Monique s’en alla, sur la route noire. Elle avait peine à rassembler ses idées. Elle marchait comme soulevée, emportée par le vent. Enfin les premières maisons de Rozeuil parurent, l’hôtel montra ses fenêtres éclairées…

Elle avait, devant l’aubergiste surpris, retrouvé toute sa lucidité, donné les ordres d’une voix nette… En revenant, sous la pluie qui lui fouettait les joues, elle respirait.

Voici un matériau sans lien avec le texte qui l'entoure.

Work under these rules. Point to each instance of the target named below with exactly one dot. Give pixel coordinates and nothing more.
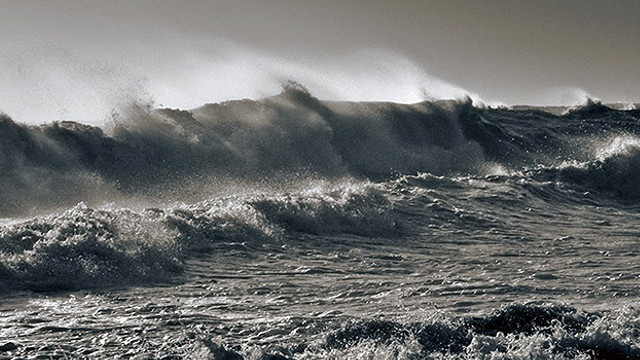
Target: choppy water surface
(426, 231)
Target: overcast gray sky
(513, 52)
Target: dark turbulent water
(293, 228)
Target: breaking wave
(85, 247)
(160, 153)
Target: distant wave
(157, 153)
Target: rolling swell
(149, 151)
(89, 248)
(170, 153)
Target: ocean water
(295, 228)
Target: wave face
(147, 151)
(295, 228)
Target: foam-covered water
(294, 228)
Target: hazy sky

Fini ! C’était fini !…

Dès lors elle ne se départit plus de son calme, fit ses malles, tranquillement. Julia l’aidait, avec des soupirs. Derrière la cloison de la chambre, on entendait un pas martelé.

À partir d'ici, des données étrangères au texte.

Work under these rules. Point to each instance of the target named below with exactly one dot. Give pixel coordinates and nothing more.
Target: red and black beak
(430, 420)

Quand Monique eut achevé de caser elle-même, méthodiquement, son linge, elle alla, comme si de rien n’était, chercher dans la pièce voisine son cartable et sa boîte à aquarelle. Régis se planta devant elle :

— Alors tu crois que tu vas partir, comme ça ?

— Oui, je te laisse l’auto. Tu dîneras seul, avec Julia.

Elle rangeait ses godets, ses pinceaux, indifférente à la fureur dont elle le voyait trembler. Soudain il s’élança, écrasa du poing le couvercle de la boîte, qui bascula.

— Penses-tu, que tu me lâcheras, pour aller te foutre de moi, demain, avec l’autre ! Tu ne partiras pas. Tu es à moi ! Je t’ai, je te garde… Laisse tout ça ! Tu restes.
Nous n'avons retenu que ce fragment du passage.